Rezension

Ein Vater (Jäger), der in Menschen nur Opfer oder Jäger sieht ....

Das wirkliche Leben - Adeline Dieudonné

Das wirkliche Leben
von Adeline Dieudonné

Zum Inhalt

Ein bildgewaltiges Familiendrama.

Ein Mädchen ohne Namen hat mir ihre Geschichte erzählt. Eine Geschichte von ihrer Familie, die man als solche eigentlich gar nicht bezeichnen kann. Eine Mutter, die sie mit einer Amöbe vergleicht. Die ängstlich ist und keinerlei Bezug zu ihren Kindern hat. Ihre Ziegen verhätschelt und keinerlei Liebe für ihren Ehemann empfindet. Der Vater liebt das Jagen und Whisky. Zweiteres genießt er vor allem beim Fernsehen. Wenn er länger nicht auf Jagd war, wird das seiner Ehefrau zum Verhängnis.

Das 10 jährige Mädchen liebt ihren kleinen Bruder Gilles abgöttisch. Es ist Sommer. Wenn die Melodie des Blumenwalzers erklingt, kommt der Eiswagen. Die Geschwistern freuen sich jeden Abend darauf. Das Mädchen teilt mit dem alten Eisverkäufer ein Geheimnis. Einen Klecks Sahne auf die Eiswaffel lässt sie sich geben. Das darf der Vater nicht wissen. Als beide Kinder Zeuge eines großen Unglücks werden, erlischt das Lachen des kleinen Bruders.

Meine Meinung

Sehr intensiv erzählt das Mädchen von ihrem dramatischen Familienleben. Die Siedlung, in der sie leben, nennt sich *Demo!* Die Häuser haben eine triste Atmosphäre. Nur das ihrer Familie ist etwas größer und verfügt über einen Keller. Mit ihren gerade mal 10 Jahren versucht das Mädchen Gilles Augen wieder zum Leuchten zu bringen. Beide werden älter. Das Mädchen entwickelt sich zu einem hübschen Teenager. Der Bruder wendet sich von ihr ab. Das Mädchen ist sich sicher, dass irgendwo in dem verstörten Jungen noch ihr heiß geliebter Bruder steckt. Das intelligente Mädchen hat einen Plan.

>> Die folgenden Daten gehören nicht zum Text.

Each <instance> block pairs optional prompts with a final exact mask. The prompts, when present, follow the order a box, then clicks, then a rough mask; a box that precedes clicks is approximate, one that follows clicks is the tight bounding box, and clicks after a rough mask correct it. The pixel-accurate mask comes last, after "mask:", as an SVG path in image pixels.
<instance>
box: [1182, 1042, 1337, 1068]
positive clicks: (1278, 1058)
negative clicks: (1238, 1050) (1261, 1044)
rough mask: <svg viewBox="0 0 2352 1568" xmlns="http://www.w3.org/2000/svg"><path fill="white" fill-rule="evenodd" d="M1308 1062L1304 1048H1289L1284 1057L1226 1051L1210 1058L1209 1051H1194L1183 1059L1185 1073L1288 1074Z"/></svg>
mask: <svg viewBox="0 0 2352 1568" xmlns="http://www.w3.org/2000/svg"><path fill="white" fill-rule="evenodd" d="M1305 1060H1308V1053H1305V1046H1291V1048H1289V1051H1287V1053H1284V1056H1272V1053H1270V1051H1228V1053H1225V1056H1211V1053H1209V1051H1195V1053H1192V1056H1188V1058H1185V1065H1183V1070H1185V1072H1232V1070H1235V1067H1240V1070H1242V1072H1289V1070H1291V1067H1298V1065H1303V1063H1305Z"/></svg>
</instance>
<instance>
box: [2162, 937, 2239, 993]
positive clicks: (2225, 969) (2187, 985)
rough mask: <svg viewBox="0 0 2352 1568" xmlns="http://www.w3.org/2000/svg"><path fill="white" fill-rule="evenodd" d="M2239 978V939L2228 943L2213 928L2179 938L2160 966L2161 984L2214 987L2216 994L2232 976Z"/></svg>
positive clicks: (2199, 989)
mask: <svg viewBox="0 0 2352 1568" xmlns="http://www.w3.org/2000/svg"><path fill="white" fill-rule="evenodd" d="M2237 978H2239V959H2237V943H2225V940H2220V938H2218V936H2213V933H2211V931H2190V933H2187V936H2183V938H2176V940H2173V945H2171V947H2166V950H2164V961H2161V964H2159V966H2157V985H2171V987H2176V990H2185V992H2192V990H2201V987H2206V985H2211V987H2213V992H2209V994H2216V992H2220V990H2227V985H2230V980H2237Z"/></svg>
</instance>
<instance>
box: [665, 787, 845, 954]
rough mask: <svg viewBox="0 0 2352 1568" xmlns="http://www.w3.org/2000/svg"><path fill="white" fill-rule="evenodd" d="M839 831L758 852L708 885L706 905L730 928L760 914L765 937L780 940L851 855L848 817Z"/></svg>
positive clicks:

Die Sprache ist einfach und kommt mit einer solchen Wucht daher, dass ich das Buch in einem Rutsch gelesen habe. Das Mädchen sieht in alten Händen eine Schönheit, die nur ein Mensch wahrnimmt, der mit dem Herzen sieht. Sie kann Angst schmecken. Sie spürt die Gefahr. Ich war mehrmals richtig fassungslos, ob der Brutalität des Jägers. (Die Bezeichnung Vater ist absolut nicht angebracht!) Nach außen hin bekommt man eine normale Familie präsentiert. *Das wirkliche Leben* in der Familie sieht jedoch anders aus. Von Fürsorgepflicht hat der Jäger anscheinend noch nichts gehört. Dennoch beschreibt das Mädchen, in einer fast schon poetischen Sprache, den kleinen enttäuschten Jungen, der in ihrem Vater steckt. Hat für ihr Alter sehr viel Verständnis und Empathie. Aber auch Verständnis hat seine Grenzen. Das Mädchen will kein Opfer werden. Was machen, wenn Mädchen keins werden will und Frau nicht mehr sein? Zu Jägerinnen werden!

Fazit

Ein Vater (Jäger), der in Menschen nur Opfer oder Jäger sieht, hat mich ein paar Stunden das Fürchten gelehrt. Ich war keine Leserin. Ich war dabei. Der unheimlich bildgewaltige Schreibstil hat mich an diesem Drama teilhaben lassen. Ein Drama, welches mit Sicherheit hinter vielen verschlossenen Türen passiert. Ein Jäger der Tiere erlegt und stolz die Trophäen an die Wand hängt. Ein Jäger, der keinen Stolz für eine intelligente Tochter aufbringen kann. Nein. Er will sie zur Beute machen ……..

Ob mir das Ende gefallen hat? Ich habe drei Menschen angefeuert. Hab mir die Haare gerauft und gebrüllt: Habt Mut!

Danke Adeline Dieudonné. Ich war mit dabei, dank ihrem Schreibstil.